Genetik yatkınlık etkili
Çölyak hastalarının birinci derece akrabalarında ve tek yumurta ikizlerinde hastalık sıklığının daha fazla olduğunun yapılan çalışmalarda gösterildiğini ifade eden Keskin, “Tanı koymak için ilk olarak kanda özel çölyak testleri (antikor düzeyleri ölçümü) yapılmalı. Testleri pozitif olan hastalarda, tanı için altın standart endoskopi ile ince bağırsak biyopsisi yapmak gerekir. Tedavide temel prensip ömür boyu sürecek glütensiz diyettir. Günde 50 mg glüten bile hastalığa sebep olabilir.

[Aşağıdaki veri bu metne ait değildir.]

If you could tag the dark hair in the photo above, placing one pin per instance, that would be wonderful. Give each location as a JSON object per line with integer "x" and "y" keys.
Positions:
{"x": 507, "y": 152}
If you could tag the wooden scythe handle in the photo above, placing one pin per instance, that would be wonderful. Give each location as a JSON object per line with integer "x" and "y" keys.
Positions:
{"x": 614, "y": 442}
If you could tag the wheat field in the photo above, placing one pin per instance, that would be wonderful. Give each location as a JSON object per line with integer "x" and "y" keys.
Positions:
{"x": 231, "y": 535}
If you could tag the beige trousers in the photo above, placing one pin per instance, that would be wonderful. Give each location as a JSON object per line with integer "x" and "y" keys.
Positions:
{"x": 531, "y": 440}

Çölyak hastaları pirinç, mısır, baklagiller, et, balık, yumurta, patates, soya fasulyesi, meyve ve sebzeleri rahatlıkla ve güvenle yiyebilirler. Biyoenerji, ozon tedavisi ve diğer alternatif tıp teknikleri ise etkin tedavi yöntemleri olarak kabul görmemektedir” diye konuştu.